House Republicans have to find another dupe. Steve Scalise caught on to their fun and games and told the gang last night that he isn’t running for speaker after all. “If you look at where our conference is, there’s still work to be done,” he told reporters just after. “Our conference still has to come together, and it’s not there. There are still some people that have their own agendas.” That’s one way of putting it.
His decision punctuates exciting times for Republicans in Congress. Five holdouts can torpedo a Republican speaker, as happened to Kevin McCarthy last week, and they can torpedo a Republican would-be speaker. Before the day of Scalise’s selection was over, seven Republicans had declared against him. Latest counts in the press are up toward 20. Under party rules, all the Republican members are obligated to support Scalise. But rules, shmules.

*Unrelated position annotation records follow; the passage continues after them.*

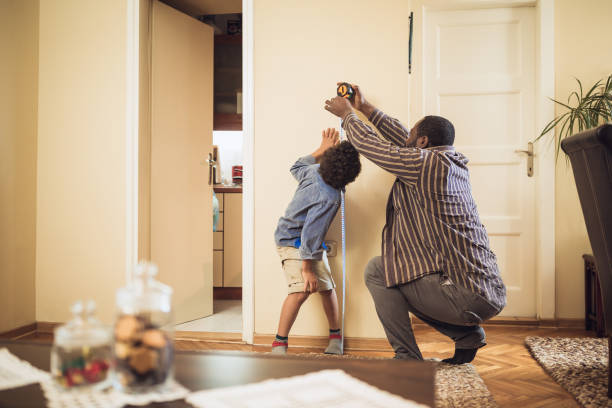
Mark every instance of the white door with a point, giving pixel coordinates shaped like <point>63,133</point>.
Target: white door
<point>478,71</point>
<point>181,138</point>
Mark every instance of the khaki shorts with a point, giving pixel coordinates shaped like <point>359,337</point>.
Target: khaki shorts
<point>292,265</point>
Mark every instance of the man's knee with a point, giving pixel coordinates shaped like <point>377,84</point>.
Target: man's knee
<point>373,270</point>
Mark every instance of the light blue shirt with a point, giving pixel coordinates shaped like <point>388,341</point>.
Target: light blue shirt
<point>310,212</point>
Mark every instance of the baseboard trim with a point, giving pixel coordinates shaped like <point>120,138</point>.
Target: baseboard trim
<point>46,327</point>
<point>350,343</point>
<point>223,293</point>
<point>18,332</point>
<point>211,337</point>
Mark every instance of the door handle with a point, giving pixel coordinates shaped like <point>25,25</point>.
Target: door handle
<point>213,165</point>
<point>529,153</point>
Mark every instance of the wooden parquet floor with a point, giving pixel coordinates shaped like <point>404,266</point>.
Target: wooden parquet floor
<point>514,378</point>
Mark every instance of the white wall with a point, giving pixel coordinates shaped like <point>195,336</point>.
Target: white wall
<point>301,49</point>
<point>80,246</point>
<point>18,116</point>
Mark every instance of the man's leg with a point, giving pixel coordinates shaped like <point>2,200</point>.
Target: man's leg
<point>330,306</point>
<point>453,311</point>
<point>291,307</point>
<point>392,309</point>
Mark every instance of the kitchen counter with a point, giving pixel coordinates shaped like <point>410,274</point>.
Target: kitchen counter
<point>220,188</point>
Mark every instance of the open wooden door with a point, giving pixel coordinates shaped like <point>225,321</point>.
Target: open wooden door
<point>181,138</point>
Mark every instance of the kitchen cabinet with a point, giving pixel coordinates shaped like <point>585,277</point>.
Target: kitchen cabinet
<point>227,260</point>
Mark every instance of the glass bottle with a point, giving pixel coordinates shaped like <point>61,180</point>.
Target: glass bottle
<point>144,333</point>
<point>81,356</point>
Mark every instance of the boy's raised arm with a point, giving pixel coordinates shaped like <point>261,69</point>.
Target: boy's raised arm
<point>329,138</point>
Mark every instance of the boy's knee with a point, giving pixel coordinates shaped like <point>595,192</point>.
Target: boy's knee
<point>327,292</point>
<point>300,296</point>
<point>372,269</point>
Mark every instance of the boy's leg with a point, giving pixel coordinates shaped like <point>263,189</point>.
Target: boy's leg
<point>289,311</point>
<point>330,305</point>
<point>292,268</point>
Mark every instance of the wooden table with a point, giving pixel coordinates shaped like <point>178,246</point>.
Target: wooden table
<point>204,370</point>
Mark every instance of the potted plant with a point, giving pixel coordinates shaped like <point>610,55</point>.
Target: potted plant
<point>589,110</point>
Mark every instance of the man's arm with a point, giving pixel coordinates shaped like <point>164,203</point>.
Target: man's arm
<point>391,128</point>
<point>404,162</point>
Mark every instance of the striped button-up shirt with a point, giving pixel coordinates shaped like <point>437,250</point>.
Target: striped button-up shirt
<point>432,221</point>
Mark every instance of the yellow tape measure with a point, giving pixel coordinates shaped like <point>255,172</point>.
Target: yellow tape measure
<point>345,90</point>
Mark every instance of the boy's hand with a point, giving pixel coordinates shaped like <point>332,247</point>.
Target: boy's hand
<point>359,102</point>
<point>329,138</point>
<point>339,106</point>
<point>310,279</point>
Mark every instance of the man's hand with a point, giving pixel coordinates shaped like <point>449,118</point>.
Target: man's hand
<point>329,138</point>
<point>359,101</point>
<point>310,279</point>
<point>339,106</point>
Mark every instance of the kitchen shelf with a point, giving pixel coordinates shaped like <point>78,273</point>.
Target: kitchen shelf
<point>227,121</point>
<point>228,39</point>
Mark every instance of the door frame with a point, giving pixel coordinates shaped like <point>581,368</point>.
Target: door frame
<point>137,205</point>
<point>544,154</point>
<point>248,196</point>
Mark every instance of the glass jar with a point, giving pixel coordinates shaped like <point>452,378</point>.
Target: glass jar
<point>81,356</point>
<point>144,333</point>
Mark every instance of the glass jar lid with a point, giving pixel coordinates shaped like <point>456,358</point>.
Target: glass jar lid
<point>84,329</point>
<point>144,293</point>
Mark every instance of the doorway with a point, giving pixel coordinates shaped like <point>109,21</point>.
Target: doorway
<point>191,160</point>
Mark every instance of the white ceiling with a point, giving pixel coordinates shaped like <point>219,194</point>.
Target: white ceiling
<point>200,7</point>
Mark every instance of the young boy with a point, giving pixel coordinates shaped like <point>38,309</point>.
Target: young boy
<point>300,233</point>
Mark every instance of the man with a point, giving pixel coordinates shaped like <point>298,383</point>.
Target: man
<point>436,261</point>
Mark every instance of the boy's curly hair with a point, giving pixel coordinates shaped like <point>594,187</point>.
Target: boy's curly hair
<point>340,165</point>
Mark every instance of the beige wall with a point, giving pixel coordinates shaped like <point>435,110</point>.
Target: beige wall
<point>18,104</point>
<point>81,226</point>
<point>582,50</point>
<point>297,64</point>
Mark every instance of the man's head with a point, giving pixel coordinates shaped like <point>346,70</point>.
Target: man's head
<point>431,131</point>
<point>340,165</point>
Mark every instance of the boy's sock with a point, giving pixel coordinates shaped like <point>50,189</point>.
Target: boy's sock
<point>335,342</point>
<point>280,344</point>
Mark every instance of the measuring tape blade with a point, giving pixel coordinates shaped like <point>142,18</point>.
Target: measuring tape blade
<point>343,223</point>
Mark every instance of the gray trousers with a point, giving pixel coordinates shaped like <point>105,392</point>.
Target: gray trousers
<point>452,310</point>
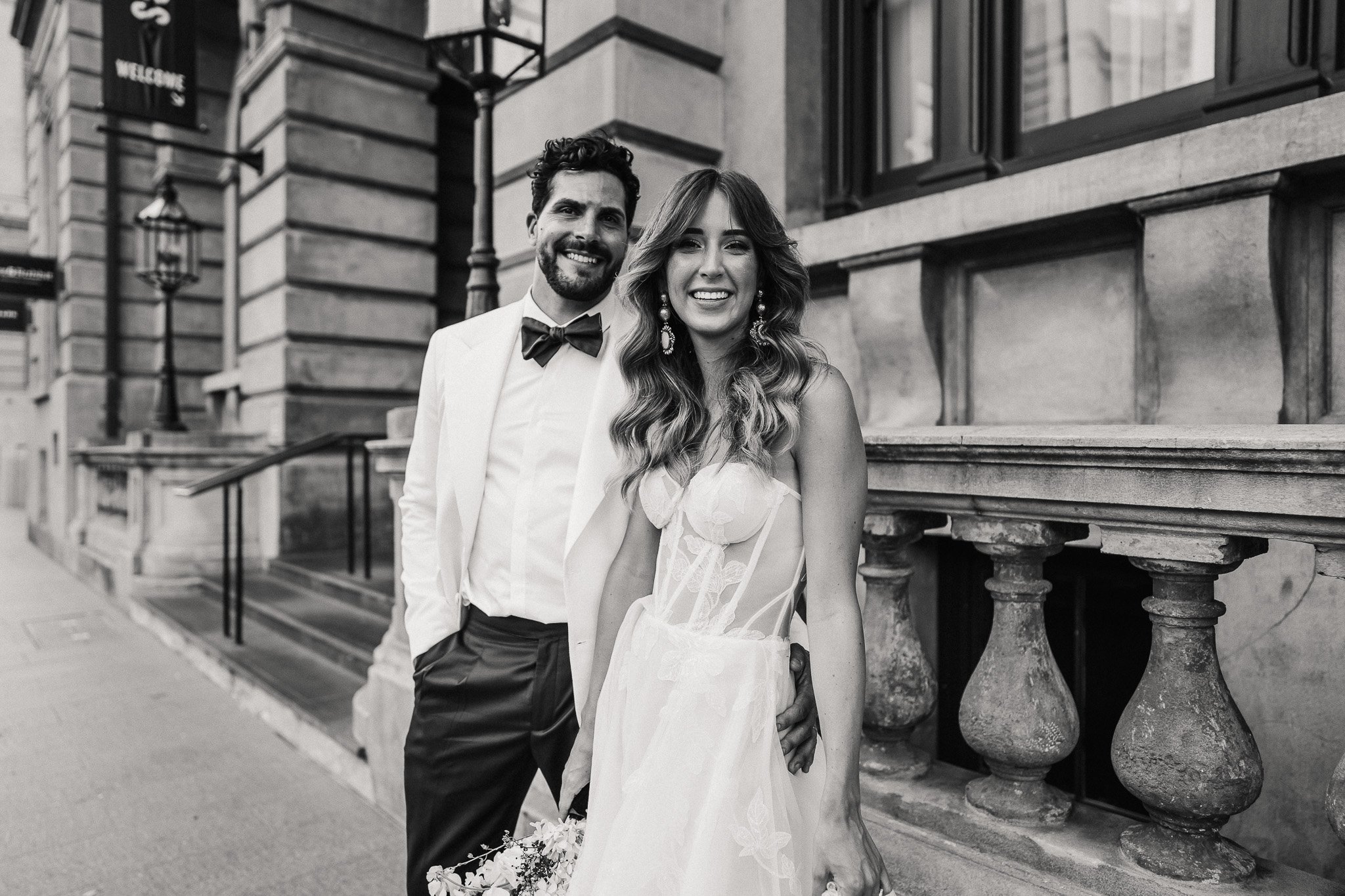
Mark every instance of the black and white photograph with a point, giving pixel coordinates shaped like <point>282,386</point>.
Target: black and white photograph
<point>673,448</point>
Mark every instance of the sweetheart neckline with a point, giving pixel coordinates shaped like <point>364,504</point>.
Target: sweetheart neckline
<point>708,469</point>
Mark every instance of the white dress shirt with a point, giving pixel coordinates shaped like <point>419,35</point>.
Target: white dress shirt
<point>518,555</point>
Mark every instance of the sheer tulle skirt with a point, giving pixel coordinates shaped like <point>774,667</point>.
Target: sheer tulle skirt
<point>690,793</point>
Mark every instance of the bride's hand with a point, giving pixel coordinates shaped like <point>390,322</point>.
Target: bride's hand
<point>849,859</point>
<point>577,770</point>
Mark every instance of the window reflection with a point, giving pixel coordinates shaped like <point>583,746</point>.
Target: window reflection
<point>906,82</point>
<point>1086,55</point>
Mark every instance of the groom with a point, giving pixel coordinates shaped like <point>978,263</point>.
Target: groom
<point>508,526</point>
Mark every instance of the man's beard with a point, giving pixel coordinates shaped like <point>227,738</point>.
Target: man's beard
<point>576,291</point>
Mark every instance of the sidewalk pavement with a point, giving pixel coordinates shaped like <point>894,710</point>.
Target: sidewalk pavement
<point>127,773</point>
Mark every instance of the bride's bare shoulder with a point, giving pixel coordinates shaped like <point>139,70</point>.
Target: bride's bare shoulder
<point>827,396</point>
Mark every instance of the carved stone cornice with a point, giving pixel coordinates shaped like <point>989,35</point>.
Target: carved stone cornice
<point>1261,481</point>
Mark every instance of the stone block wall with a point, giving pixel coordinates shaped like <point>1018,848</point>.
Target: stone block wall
<point>66,200</point>
<point>337,280</point>
<point>1158,284</point>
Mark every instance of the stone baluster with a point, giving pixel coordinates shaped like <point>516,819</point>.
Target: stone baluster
<point>902,687</point>
<point>1181,746</point>
<point>1017,711</point>
<point>1331,562</point>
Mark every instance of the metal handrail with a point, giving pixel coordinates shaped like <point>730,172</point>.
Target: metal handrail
<point>232,570</point>
<point>244,471</point>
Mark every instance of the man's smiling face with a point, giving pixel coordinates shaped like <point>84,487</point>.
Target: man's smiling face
<point>580,236</point>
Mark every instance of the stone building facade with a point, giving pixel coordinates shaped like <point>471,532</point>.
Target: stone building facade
<point>1016,213</point>
<point>15,409</point>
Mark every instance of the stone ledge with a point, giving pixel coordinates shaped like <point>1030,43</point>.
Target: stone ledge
<point>1298,135</point>
<point>938,844</point>
<point>1261,481</point>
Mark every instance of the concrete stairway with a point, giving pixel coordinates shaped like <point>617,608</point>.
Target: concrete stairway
<point>310,633</point>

When Scalise won the nod, he did so with about 53 percent of the Republican caucus—113 votes for him, 99 for Jim Jordan. Scalise needs 95 of the Jordan votes, but protests keep cropping up. Recess became the better part of valor on Wednesday because an unspecified number of members had begun shuffling toward McCarthy, who was no longer even a candidate. Then Lauren Boebert, Nancy Mace, and Max Miller said they’d vote for Jordan, not Scalise, when the faceoff with the Democrats finally happens. Chip Roy, Mike Cloud, and George Santos all said they definitely wouldn’t vote for Scalise. Carlos Gimenez said he’d vote for McCarthy. Scalise set to work wrangling and matters became much worse.
A few of last time’s holdouts have now slopped over to the establishment side, and some of this round’s holdouts were on the establishment’s side last time. Motives appear to be a grab-bag. Santos took his stand for painfully personal reasons (a feeling of neglect by the candidate). Mace affects to be troubled by a pair of incidents that indicate Scalise is way too comfortable with white supremacists. Ken Buck says he’ll vote present because Scalise won’t say straight out that Trump lost in 2020. Buck also voted present when it was Scalise versus Jordan, because he finds Jordan just as squishy on that topic. He appears to be the only member of the House conference, pro Scalise or con, who has that motive. What he shares with the other troublemakers is a sense that holding their party together at a critical time isn’t a top priority. Buck puts country first, the others put anything first.
On Thursday the House came into session and then quickly recessed again. The Republican representatives got together to complain and backbite. Micharl McCaul, chairman of the House Foreign Affairs Committee, escaped to warn the world. “I see a lot of threats out there,” he said, surveying the international scene. “One of the biggest threats I see is in that room.”